Schorr, Israel

Israel Schorr was born to a Hassidic family in Khyrov, Galicia (now southern Poland, but then part of the Austro-Hungarian Empire, or Austro-Galicia). He began his cantorial life as a boy soprano, singing at the Hassidic courts of the rebbe (rabbinical-type leader of a Hassidic group or dynasty) of Chortkov (now Ukraine) and the rebbe of Rymanów. Later, in Lemberg (L’vov) in 1904, Schorr became the official cantor for the Rymanover rebbe, succeeding his distant relative, the esteemed and learned Hazzan Boruch Schorr (1823–1904).

During the First World War, Israel Schorr was in the Imperial army, and then he served cantorial pulpits in Brunn (now Brno, in the Czech Republic); Kraków; Piestany, west Slovakia; and Zürich.
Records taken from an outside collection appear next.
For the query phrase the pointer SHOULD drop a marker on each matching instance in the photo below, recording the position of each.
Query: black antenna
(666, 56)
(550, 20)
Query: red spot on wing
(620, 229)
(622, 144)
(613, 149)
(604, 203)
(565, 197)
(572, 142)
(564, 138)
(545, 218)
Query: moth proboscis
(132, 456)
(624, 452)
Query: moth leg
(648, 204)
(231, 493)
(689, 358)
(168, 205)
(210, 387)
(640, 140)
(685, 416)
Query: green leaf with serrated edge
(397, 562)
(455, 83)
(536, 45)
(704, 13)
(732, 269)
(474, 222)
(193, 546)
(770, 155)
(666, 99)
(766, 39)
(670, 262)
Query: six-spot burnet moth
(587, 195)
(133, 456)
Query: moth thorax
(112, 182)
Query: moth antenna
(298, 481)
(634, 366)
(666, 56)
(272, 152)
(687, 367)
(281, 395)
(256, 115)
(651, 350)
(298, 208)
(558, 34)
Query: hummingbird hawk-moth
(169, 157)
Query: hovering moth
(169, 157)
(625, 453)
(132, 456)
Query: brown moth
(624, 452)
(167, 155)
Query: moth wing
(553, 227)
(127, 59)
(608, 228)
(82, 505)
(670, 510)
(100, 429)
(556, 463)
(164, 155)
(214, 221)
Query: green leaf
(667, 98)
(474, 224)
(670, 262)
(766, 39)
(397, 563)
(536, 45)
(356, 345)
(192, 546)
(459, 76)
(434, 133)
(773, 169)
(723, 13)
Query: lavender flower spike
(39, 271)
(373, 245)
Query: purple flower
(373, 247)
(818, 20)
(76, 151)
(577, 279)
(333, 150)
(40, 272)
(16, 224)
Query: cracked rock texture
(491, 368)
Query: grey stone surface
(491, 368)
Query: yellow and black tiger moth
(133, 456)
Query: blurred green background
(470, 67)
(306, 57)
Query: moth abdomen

In 1924 he emigrated to the United States, where he was the cantor at important synagogues in Chicago and New York. During his American years, Schorr created a number of his own pieces, exploiting florid cantorial idioms and quasi-improvisatory vocal lines. Some of those pieces were extended and expanded by other virtuoso cantors, and in their subsequent forms they became well known in concert versions and through recordings. Accompaniments and interludes were sometimes added by these performers or by other arrangers, and these also came to be associated with the pieces.